Claims for code E0467 with a date(s) of service that overlaps date(s) of service for any of the following scenarios are considered as a claim for same or similar equipment when the beneficiary:
- Is currently in a rental month for any of the items listed above
- Owns any of the equipment listed above that has not reached the end of its reasonable useful lifetime.
For E0467 claims with dates of service on or after April 3, 2020:
Any claim for repair (HCPCS code K0739 for labor and any HCPCS code for replacement items) of beneficiary-owned equipment identified by HCPCS codes listed above is considered as unbundling if the date(s) of service for the repair overlaps any date(s) of service for code E0467.
Claims for code E0467 with a date(s) of service that overlaps date(s) of service in a rental month for any of the items listed above are considered as a claim for same or similar equipment.

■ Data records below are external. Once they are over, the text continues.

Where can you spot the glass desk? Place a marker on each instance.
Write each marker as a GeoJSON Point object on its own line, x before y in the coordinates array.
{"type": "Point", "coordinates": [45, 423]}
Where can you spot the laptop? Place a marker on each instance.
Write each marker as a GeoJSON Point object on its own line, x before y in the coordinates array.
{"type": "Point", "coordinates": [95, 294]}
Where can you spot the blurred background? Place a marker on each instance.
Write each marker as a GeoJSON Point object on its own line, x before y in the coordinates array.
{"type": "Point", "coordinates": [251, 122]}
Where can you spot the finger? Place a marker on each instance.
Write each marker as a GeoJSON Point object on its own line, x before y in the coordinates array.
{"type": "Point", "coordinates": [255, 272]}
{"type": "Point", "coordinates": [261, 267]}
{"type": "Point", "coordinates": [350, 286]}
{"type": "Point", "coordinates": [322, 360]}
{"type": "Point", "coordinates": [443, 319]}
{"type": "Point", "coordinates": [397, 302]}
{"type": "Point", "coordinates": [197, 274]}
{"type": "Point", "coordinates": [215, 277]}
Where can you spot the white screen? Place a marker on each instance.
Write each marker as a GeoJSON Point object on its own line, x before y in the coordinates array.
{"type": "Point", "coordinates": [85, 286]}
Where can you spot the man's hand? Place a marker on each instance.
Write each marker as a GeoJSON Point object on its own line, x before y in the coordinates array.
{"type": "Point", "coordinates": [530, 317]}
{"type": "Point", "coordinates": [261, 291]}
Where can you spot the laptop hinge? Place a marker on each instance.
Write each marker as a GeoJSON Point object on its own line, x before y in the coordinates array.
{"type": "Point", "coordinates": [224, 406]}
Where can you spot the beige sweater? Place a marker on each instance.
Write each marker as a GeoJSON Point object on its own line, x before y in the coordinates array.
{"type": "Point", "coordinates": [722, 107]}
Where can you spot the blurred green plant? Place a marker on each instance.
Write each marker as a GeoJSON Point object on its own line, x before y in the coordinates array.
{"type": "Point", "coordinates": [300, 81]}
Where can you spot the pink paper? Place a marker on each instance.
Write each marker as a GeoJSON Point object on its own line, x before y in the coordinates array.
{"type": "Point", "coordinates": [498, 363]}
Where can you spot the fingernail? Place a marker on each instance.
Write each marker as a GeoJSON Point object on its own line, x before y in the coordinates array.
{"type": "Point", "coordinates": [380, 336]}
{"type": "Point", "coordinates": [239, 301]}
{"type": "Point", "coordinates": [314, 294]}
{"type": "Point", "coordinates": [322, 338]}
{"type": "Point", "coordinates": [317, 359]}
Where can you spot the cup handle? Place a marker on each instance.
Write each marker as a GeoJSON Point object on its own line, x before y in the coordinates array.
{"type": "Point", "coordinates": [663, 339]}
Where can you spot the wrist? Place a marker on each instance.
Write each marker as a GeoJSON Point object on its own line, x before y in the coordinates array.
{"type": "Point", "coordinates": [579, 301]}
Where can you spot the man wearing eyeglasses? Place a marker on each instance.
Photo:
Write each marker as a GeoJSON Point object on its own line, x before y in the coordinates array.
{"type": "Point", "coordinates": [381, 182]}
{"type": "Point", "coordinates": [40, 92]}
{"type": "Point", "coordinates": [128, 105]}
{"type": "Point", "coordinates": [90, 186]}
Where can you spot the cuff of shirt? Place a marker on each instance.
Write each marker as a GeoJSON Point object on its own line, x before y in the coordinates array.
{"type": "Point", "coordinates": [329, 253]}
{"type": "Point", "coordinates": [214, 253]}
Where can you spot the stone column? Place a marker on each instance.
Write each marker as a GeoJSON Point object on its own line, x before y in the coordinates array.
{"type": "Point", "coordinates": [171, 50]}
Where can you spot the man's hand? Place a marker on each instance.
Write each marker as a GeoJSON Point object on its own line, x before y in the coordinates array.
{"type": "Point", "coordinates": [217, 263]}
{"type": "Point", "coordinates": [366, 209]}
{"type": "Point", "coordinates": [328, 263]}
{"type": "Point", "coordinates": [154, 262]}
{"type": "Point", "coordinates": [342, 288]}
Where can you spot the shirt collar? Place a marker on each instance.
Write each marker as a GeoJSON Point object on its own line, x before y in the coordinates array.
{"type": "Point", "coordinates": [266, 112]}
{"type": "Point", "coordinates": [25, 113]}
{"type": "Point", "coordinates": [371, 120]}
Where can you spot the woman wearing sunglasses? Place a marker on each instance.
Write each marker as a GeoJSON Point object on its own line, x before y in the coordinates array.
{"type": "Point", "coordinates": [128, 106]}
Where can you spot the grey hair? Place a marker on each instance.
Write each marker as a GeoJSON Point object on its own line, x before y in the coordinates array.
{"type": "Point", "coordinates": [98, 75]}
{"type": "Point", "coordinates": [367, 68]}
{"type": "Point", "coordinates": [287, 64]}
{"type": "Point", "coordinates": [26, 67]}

CODING VERIFICATION REVIEW
The only products which may be billed using the following list of HCPCS codes are those for which a written coding verification review (CVR) has been made by the PDAC contractor and subsequently published on the Product Classification List (PCL). Information concerning the documentation that must be submitted to the PDAC for a CVR can be found on the PDAC website or by contacting the PDAC. A PCL with products which have received a coding verification can be found on the PDAC website. The effective date of the CVR is included for each code.
Effective for claims with dates of service on or after January 1, 2022:
E0467
If a product is billed to Medicare using a HCPCS code that requires written CVR, but the product is not on the PCL for that particular HCPCS code, then the claim line will be denied as incorrect coding.
Suppliers should contact the Pricing, Data Analysis, and Coding (PDAC) contractor for guidance on the correct coding of these items.